Jonction à l’identique au moment exactement contraire  de l’alliage. La fraîcheur retient en arrêt l’étouffante chaleur. En tombant la nuit caresse le tronc mâle du cerisier, l’emportant dans cette intensité d’étoiles filantes. Tourbillon céleste que balaie le grand phare. La chair du fruit écrase sa pulpe , l’herbe rompue par la fatigue respire de quoi se redresser et emporte l’image. Beauté du mouvement charnel où finit l’un commencé de l’autre. Il est 23h15 la gare se vide pendant que la lanterne rouge du train s’éteint.

Premier souffle du matin, dans la mi-ombre du coq absent le rideau glisse.
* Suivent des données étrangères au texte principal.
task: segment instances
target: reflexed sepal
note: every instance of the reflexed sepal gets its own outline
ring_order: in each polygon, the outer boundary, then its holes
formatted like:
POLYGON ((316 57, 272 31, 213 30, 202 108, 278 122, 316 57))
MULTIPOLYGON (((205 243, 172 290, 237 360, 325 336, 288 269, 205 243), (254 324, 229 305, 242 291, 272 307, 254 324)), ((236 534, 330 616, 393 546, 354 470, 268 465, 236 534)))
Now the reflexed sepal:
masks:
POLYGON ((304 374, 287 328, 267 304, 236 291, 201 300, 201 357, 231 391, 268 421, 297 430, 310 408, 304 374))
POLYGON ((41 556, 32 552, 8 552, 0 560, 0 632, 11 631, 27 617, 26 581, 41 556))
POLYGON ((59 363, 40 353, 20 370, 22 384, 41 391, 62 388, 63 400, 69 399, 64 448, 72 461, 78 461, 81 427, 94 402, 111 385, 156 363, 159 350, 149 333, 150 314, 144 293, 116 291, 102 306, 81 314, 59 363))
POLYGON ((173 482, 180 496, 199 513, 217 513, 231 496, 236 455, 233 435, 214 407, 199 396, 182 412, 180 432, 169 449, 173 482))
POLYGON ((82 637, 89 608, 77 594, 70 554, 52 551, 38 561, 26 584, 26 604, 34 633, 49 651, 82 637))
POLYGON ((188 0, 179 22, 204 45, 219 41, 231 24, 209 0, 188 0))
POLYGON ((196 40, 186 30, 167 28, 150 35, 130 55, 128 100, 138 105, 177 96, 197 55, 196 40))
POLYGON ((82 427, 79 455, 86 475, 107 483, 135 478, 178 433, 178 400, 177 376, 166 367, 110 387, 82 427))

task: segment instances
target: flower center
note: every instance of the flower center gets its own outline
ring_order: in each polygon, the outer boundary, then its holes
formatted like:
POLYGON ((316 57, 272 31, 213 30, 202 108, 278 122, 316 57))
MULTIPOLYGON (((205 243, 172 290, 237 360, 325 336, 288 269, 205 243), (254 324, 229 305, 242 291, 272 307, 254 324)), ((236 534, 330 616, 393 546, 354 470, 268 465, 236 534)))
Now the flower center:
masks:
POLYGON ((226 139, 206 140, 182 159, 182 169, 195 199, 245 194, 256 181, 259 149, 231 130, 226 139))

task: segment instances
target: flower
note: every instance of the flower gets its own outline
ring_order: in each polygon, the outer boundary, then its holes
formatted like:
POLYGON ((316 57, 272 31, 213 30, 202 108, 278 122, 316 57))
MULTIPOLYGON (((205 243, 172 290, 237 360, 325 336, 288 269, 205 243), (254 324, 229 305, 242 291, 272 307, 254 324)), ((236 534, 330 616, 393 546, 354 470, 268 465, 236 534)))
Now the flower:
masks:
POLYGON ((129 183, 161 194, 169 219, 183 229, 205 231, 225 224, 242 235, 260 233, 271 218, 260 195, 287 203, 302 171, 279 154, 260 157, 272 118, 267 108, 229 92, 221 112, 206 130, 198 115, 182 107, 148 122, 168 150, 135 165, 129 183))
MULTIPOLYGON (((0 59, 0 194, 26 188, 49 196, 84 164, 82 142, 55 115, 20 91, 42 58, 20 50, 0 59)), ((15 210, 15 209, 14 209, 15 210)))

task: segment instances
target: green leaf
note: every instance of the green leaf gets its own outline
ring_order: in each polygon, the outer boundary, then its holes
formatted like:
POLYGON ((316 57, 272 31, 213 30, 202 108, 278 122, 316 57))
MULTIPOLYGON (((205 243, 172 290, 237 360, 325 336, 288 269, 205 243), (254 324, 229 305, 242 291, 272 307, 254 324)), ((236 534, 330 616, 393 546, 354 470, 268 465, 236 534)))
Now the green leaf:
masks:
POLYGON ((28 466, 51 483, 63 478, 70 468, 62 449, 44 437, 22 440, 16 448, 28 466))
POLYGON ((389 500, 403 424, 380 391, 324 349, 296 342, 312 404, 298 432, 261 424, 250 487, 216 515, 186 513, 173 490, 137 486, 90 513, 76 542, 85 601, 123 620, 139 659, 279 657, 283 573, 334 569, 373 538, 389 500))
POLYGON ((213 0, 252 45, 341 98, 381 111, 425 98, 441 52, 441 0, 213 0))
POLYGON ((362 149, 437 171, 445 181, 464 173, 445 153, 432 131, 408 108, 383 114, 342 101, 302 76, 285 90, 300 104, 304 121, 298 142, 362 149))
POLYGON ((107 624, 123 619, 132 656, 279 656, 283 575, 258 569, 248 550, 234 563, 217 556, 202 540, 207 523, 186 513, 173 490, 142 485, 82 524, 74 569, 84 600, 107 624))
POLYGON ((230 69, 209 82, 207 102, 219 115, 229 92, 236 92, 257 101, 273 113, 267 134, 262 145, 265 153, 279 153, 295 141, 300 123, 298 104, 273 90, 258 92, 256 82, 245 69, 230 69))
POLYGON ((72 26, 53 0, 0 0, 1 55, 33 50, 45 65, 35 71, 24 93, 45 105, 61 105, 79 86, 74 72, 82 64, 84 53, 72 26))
Tout est là. Rien n’a bougé et personne n’a pu touché le moindre mouvement. Les bras et les jambes, les poitrines et les ventres sont à l’amble. Le passage à niveau à maintenu le transport des rails. Voici la clarté qui monte des buissons les plus proches. L’oiseau regarde. Se lève. Rassuré par l’absence prédatrice. Il envoie la couverture nocturne au bassin de l’aube. Il est 5h10 le train s’arrête pour laisser monter le contenu de la boîte d’odeurs.